The book thrown together by William Friedberg and Neil Simon uses a time-worn plot. (I will use the names of the actors rather than the characters). An unsuccessful song-and-dance man, Dan Dailey, goes to Paris with his agent Jack Whiting and runs into a penniless artistic troupe of players headed by Carlton Carpenter and Gale Sherwood, whom he promises to help. He also runs into an old theatre friend, Helen Gallagher, who is a success at a local night club. And so on.

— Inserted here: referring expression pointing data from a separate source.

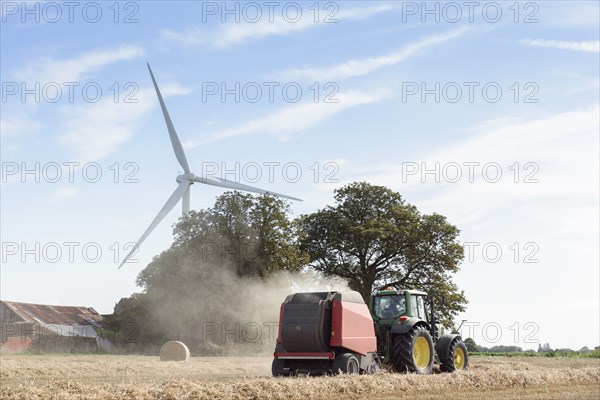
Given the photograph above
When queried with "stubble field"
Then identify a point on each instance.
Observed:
(68, 377)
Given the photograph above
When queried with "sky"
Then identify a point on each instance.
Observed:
(485, 112)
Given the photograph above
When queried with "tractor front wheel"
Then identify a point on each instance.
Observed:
(413, 351)
(458, 357)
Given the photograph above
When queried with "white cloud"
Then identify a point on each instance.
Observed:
(591, 46)
(364, 66)
(237, 33)
(74, 69)
(563, 147)
(93, 131)
(17, 126)
(63, 193)
(297, 118)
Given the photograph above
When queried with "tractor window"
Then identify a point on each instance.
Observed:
(421, 308)
(389, 307)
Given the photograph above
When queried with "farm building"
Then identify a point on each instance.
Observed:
(27, 326)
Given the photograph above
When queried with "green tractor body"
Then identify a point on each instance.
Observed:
(408, 336)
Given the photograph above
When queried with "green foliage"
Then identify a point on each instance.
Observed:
(192, 288)
(374, 239)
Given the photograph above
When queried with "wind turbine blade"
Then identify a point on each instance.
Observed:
(177, 148)
(185, 202)
(171, 202)
(239, 186)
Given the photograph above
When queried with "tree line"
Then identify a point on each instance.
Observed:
(370, 236)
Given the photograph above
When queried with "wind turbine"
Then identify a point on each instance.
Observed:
(187, 179)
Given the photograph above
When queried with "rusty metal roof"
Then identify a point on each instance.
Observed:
(60, 315)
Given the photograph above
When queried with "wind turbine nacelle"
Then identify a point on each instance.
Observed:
(188, 177)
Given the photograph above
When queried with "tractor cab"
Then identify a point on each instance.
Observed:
(408, 335)
(390, 304)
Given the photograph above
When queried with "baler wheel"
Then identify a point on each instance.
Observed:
(347, 363)
(413, 351)
(277, 367)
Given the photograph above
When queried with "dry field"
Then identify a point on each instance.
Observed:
(68, 377)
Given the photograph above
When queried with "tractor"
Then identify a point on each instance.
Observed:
(408, 335)
(331, 332)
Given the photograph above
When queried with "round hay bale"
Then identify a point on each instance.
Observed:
(174, 351)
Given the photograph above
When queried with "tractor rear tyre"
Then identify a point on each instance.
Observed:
(346, 363)
(458, 357)
(413, 351)
(277, 367)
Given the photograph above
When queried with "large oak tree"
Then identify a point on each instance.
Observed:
(374, 239)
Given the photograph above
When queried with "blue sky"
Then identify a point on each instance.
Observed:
(375, 91)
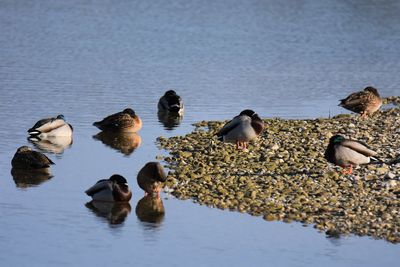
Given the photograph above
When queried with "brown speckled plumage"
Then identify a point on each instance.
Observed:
(365, 102)
(124, 121)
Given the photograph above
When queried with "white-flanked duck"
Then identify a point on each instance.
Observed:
(51, 127)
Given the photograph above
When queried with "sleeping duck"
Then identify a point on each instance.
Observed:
(124, 121)
(365, 102)
(346, 153)
(51, 127)
(27, 159)
(242, 129)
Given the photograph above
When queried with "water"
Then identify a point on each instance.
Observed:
(291, 59)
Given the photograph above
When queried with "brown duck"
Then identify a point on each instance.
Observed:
(124, 121)
(365, 102)
(242, 129)
(27, 159)
(346, 153)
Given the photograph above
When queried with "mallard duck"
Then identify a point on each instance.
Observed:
(171, 102)
(124, 121)
(151, 178)
(51, 127)
(27, 159)
(169, 120)
(28, 178)
(365, 102)
(346, 153)
(113, 189)
(54, 144)
(124, 142)
(242, 129)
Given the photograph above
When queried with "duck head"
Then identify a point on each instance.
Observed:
(61, 117)
(336, 139)
(119, 179)
(129, 111)
(372, 90)
(248, 112)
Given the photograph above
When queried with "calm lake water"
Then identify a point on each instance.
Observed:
(89, 59)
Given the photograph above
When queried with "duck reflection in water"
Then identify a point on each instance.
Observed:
(114, 212)
(169, 120)
(150, 209)
(52, 144)
(124, 142)
(30, 178)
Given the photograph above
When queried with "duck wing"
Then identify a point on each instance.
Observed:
(355, 102)
(115, 121)
(99, 186)
(31, 159)
(229, 126)
(46, 125)
(359, 147)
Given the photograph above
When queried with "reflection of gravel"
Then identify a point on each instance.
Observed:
(284, 175)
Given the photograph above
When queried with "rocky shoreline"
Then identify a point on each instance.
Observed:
(284, 176)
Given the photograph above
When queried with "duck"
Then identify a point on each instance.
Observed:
(124, 142)
(113, 189)
(242, 129)
(151, 178)
(124, 121)
(51, 127)
(27, 159)
(171, 102)
(365, 102)
(346, 153)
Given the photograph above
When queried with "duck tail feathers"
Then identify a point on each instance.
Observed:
(376, 160)
(34, 132)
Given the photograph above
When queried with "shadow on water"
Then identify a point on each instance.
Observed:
(114, 212)
(30, 178)
(150, 211)
(55, 145)
(169, 120)
(123, 142)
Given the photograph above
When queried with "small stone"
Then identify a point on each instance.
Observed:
(275, 147)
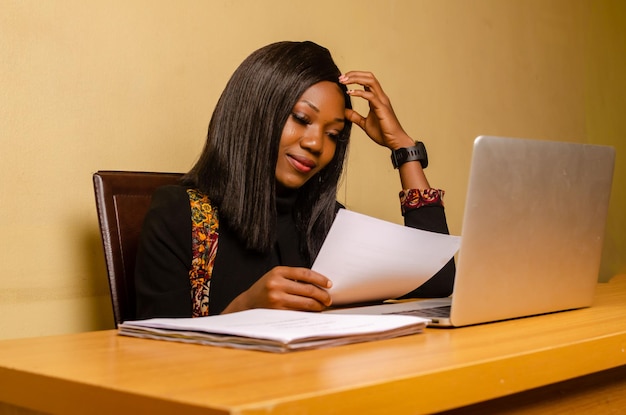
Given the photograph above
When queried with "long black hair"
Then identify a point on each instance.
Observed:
(237, 167)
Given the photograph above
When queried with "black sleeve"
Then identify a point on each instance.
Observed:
(164, 256)
(433, 219)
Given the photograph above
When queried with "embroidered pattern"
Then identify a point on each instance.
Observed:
(414, 198)
(204, 233)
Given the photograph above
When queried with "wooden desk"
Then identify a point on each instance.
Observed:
(441, 369)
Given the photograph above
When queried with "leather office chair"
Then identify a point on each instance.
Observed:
(122, 200)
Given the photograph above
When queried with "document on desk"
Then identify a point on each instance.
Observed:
(275, 330)
(369, 259)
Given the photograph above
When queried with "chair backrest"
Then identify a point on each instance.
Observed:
(122, 200)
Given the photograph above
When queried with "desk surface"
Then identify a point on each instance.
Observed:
(103, 372)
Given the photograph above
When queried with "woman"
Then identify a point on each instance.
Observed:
(244, 228)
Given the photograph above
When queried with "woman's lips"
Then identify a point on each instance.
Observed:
(302, 164)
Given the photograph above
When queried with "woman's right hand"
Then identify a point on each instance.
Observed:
(287, 288)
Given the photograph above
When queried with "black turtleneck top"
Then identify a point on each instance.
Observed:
(165, 254)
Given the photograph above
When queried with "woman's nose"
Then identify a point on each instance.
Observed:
(313, 139)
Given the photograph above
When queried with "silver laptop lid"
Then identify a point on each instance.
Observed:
(533, 228)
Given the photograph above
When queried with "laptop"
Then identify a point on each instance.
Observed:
(531, 237)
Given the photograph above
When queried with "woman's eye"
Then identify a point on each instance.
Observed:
(300, 119)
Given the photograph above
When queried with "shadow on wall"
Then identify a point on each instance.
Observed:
(99, 311)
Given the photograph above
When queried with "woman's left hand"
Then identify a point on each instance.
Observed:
(381, 123)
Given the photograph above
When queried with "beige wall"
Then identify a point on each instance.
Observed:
(130, 84)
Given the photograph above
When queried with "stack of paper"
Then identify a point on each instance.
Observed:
(275, 330)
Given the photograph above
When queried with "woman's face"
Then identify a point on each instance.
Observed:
(309, 138)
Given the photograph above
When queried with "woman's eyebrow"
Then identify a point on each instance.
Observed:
(314, 108)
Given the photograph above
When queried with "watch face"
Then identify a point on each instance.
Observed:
(414, 153)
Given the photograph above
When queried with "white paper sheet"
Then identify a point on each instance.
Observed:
(275, 330)
(370, 259)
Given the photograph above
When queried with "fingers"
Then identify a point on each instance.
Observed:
(372, 89)
(291, 288)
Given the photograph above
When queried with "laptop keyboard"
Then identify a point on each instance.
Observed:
(443, 311)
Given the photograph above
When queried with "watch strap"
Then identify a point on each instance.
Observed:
(406, 154)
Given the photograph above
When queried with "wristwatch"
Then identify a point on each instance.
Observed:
(414, 153)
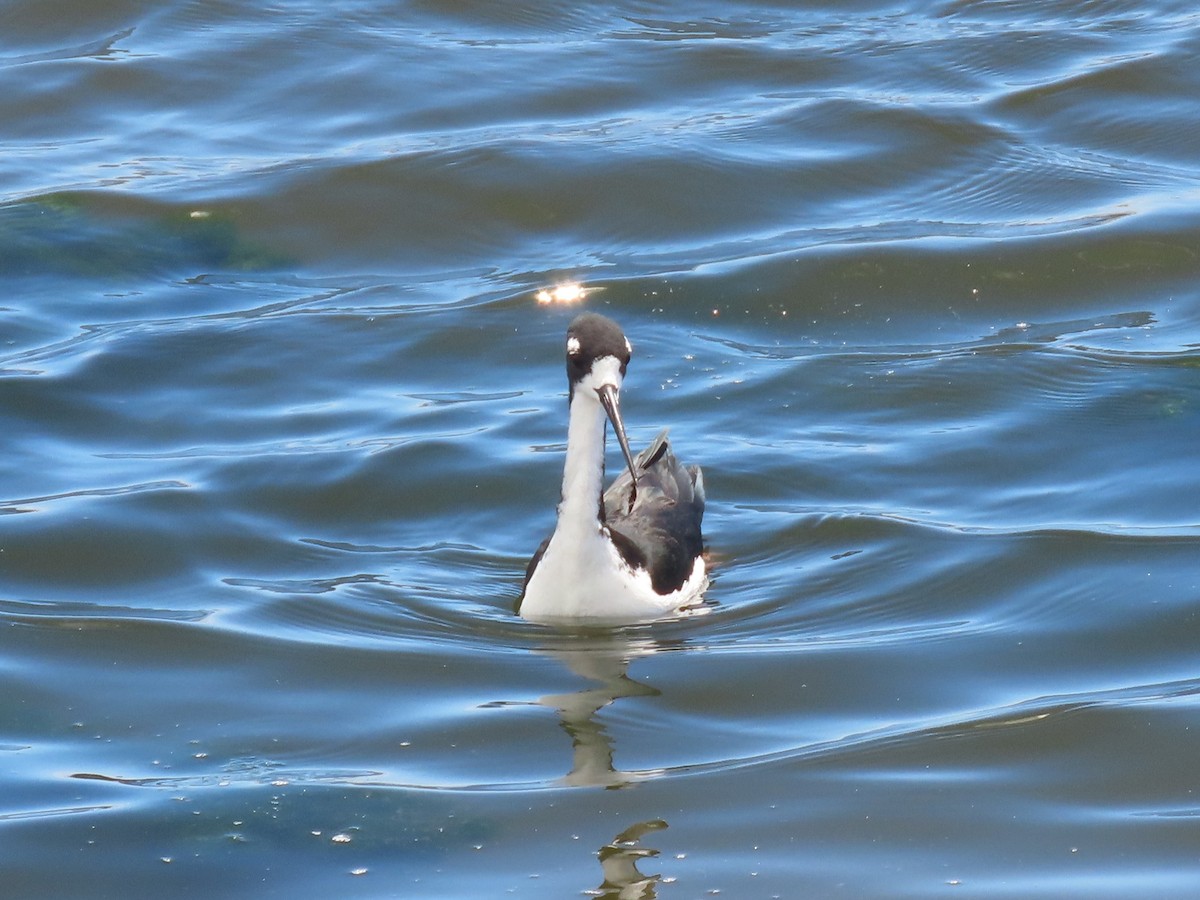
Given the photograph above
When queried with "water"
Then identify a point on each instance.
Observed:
(282, 423)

The songs are established ones by such composers as Cole Porter (“Nobody’s chasing me”), George Gershwin (“I can’t be bothered now”), Richard Rodgers (“From another world”), Harold Arlen (“Down with love”), Vernon Duke (“That’s what makes Paris Paree”), and Gus Kahn (“I’ll never be the same”). One is actually attributed to Marie Antoinette (“La jardinière du Roi”)! Not one of them advances the plot and several are used as numbers performed at the night club.
(Notice that Porter’s “I love Paris in the springtime” is not included. Too obvious? Or copyright limitations?)
I wonder how they got the copyrights to all these numbers in so short a time. Nevertheless, it is good to hear unfamiliar numbers from shows seldom if ever revived and from composers like Paul Durand (“Mademoiselle de Paris”) of whom I know nothing.
Gale Sherwood makes a pleasant if not very complex love interest and her voice is operatic. Jack Whiting brings that old-time vaudeville perfection to the song and dance routines, while Helen Gallagher brings down the house in her solo night club number, reminding me of Gwen Verdon at her best. Carlton Carpenter is amiable, while chanteuse Genevieve shows up to deliver one song and is not seen again.
But alas, there is a slight vacuum in the middle of things and that is Dan Dailey. As good a dancer as he is (and we don’t get to see much of him dancing), his singing voice varies from adequate to quite awful. His acting skills are minimal and (sorry to say this) he simply lacks the good looks needed for a part like this.
The black and white video is primitive, of course, but this just adds to the charm. And you can even see the commercials as a bonus! Thank you, VAI, for this treat.